When attempting to deal with this error myself, there were a few different steps I had to try before the backup started working correctly. I have collected all of these below and, if you find yourself in the same boat, one or all of them should resolve the issue for you.
First, ensure that you are on the latest version of the Agent
This one probably goes without saying as it’s generally the most common answer to any error. 😁 However, the steps for deploying updates out onto a Linux machine can be more complex, particularly if your primary method of accessing the machine is via an SSH terminal. The process for updating your Agent depends on your Linux version - this article provides instructions for the most common variants. In addition, it is highly recommended that the auto-update feature is enabled, as described in the article.
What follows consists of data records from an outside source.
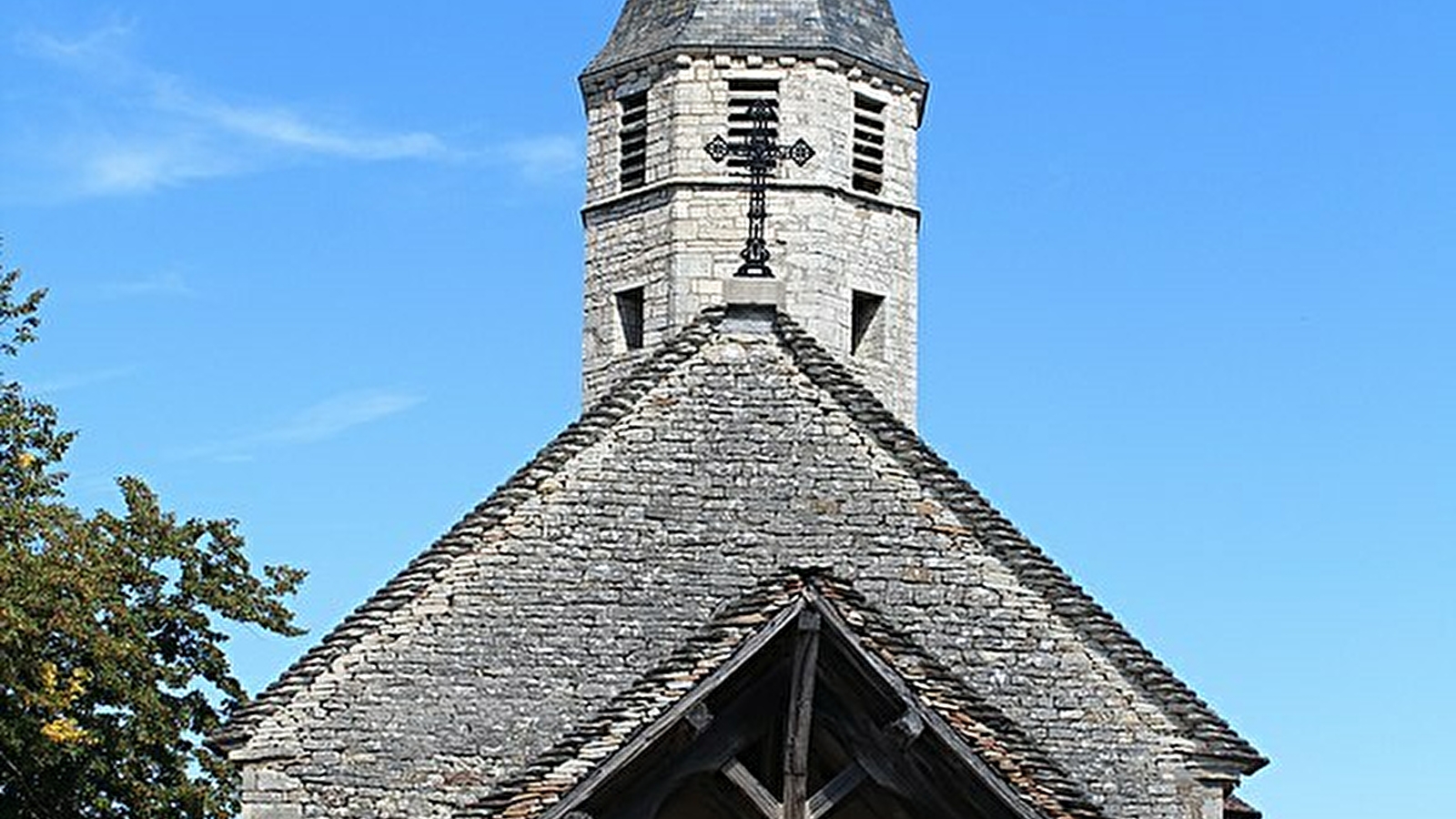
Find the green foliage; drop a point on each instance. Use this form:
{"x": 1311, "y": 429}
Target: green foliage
{"x": 111, "y": 653}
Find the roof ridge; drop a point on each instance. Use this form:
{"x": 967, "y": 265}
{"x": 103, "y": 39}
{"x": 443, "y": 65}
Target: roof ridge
{"x": 460, "y": 538}
{"x": 1074, "y": 603}
{"x": 1002, "y": 745}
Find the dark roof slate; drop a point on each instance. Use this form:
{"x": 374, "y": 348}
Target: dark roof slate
{"x": 1001, "y": 743}
{"x": 865, "y": 29}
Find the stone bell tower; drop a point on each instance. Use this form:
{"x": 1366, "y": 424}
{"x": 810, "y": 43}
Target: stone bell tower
{"x": 667, "y": 225}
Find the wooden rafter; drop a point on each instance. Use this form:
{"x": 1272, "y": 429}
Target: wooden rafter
{"x": 801, "y": 717}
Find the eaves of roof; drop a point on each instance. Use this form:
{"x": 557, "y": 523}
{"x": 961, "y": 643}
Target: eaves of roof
{"x": 1215, "y": 738}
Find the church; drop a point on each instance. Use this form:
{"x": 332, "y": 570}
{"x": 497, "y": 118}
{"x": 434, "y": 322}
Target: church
{"x": 740, "y": 584}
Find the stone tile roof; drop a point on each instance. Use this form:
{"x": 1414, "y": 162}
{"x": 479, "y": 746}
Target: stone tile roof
{"x": 864, "y": 29}
{"x": 794, "y": 356}
{"x": 994, "y": 738}
{"x": 1030, "y": 562}
{"x": 419, "y": 574}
Verify that the Agent service starts successfully.
It’s possible that the service is not running on your Linux VM. This can be confirmed by executing the following command:
service walinuxagent start
Be sure to have your administrator credentials handy, as you will need to authenticate to successfully start the service. You can then check that the service is running by executing the ps -e command.
Clear out the Agent cache files
The Agent stores a lot of XML cache files within the /var/lib/waagent/ folder, which can sometimes cause issues with the Agent. Microsoft has specifically recommended that the following command is executed on your machine after the 4th January if you are experiencing issues:
sudo rm -f /var/lib/waagent/*.[0-9]*.xml
The command will delete all “old” XML files within the above folder. A restart of the service should not be required. The date mentioned above links back to the theory suggested earlier in this post that the Intel chipset issues and this error message are linked in some way, as the dates seem to tie with when news first broke regarding the vulnerability.
If you are still having problems…
Read through the entirety of this article, and try all of the steps suggested - including digging around in the log files, if required. If all else fails, open a support request directly with Microsoft.
Hopefully, by following the above steps, your backups are now working again without issue 🙂